Suspension Truth #1: Planes, Trains and Automobiles – The Psychology of Suspension Tuning

What’s your least memorable train ride? Simple question, right? If you’re reading this, I’m going to assume all of them. Unless a screenwriter threw you into an adventure film without your consent, it’s what we’d expect. This brings to mind a popular driving metaphor – ‘handles like it’s on rails.’ That’s our ideal in suspension tuning, to be glued to the ground and also as comfortable as possible. Easy when you’ve controlled every degree of freedom as with a train track and groomed earth beneath.

But what about your least memorable plane flight? Again, I’d hope most of them. How about the most memorable one – turbulence anyone? Whether chop, CAT, or simply bumpy air, turbulence can be annoying, as in delayed beverage service, or utterly terrifying. The unpredictable, jerky movements of an airplane caught in Mother Nature’s fury sharply draws your attention to the immediate environment. You aren’t relaxed anymore, thinking about the miles of air between you and the ground. You have to trust in your pilot, crew and the plane itself to handle the situation, working in harmony to return you safely back to Earth.

In between these extremes is the spectrum of what an automobile suspension can offer. As a driving enthusiast and amateur racer in my 20s, I only wanted suspensions that made my car handle better and go faster. Comfort was secondary and in fact I believed (as many do) that to be fast you must be uncomfortable. Ah, brainwashing by race companies and the follies of youth! Having trusted marketing hype from both automakers and aftermarket companies, I’ve come to see patterns in the past 15 years of my pursuit of Suspension Perfection. Ultimate speed and ultimate comfort. How are they linked, if at all? Can I make my trip to the race car unmemorably smooth and also have razor-sharp handling for a backroad jaunt, autocross run, track session or hill climb? What about safety, responsiveness and predictability?

Any automaker has to fulfill the task of keeping a vehicle on the road. They can do it in a bare-bones fashion, like a budget economy car that doesn’t inspire much confidence but gets you from point A to B. At the very high end, we have the Holy Grail: a buttery-smooth ride with incredible handling. Normally you pay superlative prices (Aston Martin, Ferrari, etc) for this achievement, but I’ve found that cost has very little to do with making an exceptional suspension. You need to understand the designer’s mandate, see if that matches your needs, then choose components (or a vehicle itself) that deliver. But we don’t get handled a personality test results for a Honda Civic, Toyota Camry or Porsche 911 Carrera. We have some bias based on past experience, what we’ve read, felt or been led to believe. But what really goes on in that murky black magic area of suspension design? By starting with an examination of the psychology behind a vehicle, why it exists, we can understand certain design choices then make targeted improvements to a production-based road car to the point it feels truly amazing.
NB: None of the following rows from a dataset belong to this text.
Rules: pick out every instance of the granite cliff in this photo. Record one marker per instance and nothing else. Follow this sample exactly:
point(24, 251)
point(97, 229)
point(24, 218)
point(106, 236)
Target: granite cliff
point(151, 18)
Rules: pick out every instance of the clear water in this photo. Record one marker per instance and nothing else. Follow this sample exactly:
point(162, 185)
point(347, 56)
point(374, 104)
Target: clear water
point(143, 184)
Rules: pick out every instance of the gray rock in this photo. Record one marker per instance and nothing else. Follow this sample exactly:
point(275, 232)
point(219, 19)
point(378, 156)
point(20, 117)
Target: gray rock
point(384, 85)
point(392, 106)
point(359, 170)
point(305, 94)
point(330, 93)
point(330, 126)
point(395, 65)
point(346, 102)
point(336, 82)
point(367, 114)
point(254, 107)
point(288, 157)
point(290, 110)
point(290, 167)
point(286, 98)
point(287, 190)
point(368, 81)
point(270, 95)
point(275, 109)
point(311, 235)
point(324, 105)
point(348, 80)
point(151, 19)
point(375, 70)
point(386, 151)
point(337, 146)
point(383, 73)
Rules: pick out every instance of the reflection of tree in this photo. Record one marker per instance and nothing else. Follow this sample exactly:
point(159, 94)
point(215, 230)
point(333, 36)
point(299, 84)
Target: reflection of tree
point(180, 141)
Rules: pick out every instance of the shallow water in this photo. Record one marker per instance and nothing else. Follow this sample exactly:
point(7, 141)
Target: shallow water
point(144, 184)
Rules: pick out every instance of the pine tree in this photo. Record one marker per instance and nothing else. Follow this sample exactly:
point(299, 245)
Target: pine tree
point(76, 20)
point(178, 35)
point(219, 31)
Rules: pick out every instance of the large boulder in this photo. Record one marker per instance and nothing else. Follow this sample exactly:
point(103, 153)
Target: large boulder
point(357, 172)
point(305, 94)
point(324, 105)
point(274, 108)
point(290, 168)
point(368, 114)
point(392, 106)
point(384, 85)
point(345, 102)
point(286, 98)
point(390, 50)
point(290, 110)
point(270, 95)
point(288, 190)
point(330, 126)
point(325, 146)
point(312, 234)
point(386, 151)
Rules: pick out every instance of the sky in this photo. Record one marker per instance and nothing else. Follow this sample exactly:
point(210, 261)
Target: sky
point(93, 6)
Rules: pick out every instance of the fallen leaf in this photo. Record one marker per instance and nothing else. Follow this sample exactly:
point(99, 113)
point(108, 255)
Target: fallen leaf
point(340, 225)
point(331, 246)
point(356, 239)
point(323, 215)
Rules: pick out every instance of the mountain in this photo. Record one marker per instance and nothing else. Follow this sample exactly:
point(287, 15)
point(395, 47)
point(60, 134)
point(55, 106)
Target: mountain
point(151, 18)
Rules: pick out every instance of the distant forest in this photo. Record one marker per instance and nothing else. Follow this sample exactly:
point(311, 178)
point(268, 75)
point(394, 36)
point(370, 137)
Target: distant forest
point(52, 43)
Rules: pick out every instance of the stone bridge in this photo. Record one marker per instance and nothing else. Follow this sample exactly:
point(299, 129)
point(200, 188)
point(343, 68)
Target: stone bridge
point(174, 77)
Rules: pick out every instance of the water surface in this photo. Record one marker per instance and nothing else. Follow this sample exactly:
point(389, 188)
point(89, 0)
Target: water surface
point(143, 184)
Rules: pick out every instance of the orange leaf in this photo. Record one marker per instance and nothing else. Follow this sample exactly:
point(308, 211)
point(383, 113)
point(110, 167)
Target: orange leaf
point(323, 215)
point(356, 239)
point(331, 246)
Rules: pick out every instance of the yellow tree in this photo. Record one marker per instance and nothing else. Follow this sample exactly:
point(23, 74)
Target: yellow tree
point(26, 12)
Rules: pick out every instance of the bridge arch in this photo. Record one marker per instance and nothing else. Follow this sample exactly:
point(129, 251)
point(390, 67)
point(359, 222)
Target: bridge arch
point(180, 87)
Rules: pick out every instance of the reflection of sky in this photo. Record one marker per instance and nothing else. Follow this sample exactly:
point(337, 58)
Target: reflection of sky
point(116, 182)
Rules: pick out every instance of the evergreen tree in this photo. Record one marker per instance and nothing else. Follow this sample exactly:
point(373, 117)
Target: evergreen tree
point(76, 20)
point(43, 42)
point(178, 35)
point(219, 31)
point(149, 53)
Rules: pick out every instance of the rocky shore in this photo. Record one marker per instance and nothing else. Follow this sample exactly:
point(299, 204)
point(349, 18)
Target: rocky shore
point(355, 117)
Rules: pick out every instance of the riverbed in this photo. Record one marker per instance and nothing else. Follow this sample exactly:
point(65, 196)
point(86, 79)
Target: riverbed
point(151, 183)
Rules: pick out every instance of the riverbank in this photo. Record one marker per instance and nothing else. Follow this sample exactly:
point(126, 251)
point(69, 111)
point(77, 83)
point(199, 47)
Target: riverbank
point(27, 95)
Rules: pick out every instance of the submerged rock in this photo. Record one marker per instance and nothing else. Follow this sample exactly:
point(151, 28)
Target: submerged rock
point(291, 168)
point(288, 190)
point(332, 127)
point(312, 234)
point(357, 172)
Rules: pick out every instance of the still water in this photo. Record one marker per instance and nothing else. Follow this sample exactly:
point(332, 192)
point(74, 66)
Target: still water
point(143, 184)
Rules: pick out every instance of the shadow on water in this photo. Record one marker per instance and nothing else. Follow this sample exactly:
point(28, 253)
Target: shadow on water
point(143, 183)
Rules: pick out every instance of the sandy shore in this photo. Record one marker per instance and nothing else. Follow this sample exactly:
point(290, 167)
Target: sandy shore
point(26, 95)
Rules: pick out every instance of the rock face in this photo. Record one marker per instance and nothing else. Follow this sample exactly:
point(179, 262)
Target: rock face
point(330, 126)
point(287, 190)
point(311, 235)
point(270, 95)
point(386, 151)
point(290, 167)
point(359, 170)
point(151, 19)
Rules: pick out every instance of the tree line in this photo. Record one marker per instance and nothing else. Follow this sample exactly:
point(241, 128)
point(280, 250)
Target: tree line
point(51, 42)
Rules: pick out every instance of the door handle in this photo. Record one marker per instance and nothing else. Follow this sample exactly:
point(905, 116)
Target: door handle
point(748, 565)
Please note, this kind of suspension harmony matters whether one get groceries or chases championships. It’s been a fascinating process of discovering the truth of how grip produces both great ride and handling both. For a street-driven passenger car, how the suspension deals with the road, mile after mile, creates a somatic experience that can promote either ease or dis-ease. I’d rather see a driver smiling and relaxed after a trip than stressed and hurting. A relaxed (not numb), in-control driver is a safer driver and a happier human being. There’s also a very important somatic experience to the race car driver, who needs to have hyper-confidence in their machine’s responsiveness to dance it on the edge of adhesion.

One video in particular was very illuminating to me. It was of a journalist who had a chance to drive a few laps in a Formula 1 car. Once the lengthy process of preparing him for the experience was complete (simplified as it was in his not-very-physically-fit case), he took his laps, whooping the whole way through. Once he stopped the other reporters asked a seemingly rhetorical question ‘you just drove a Formula car! Wasn’t it really harsh?’ to which our lucky journalist gives a surprising answer: “No, in fact it was quite smooth once you were up to speed!”

Is it that really all that surprising to hear this truth? To give a driver confidence and ultimate speed, the proper suspension has to keep the tires in contact with the road. What’s good for the rather-soft tires (imagine driving around on a partially cooked egg) is good for the very soft driver. Going stiffer than is necessary robs grip and induces more discomfort. The just-stiff-enough setup will reward the aggressive, competitive or racing driver in many ways.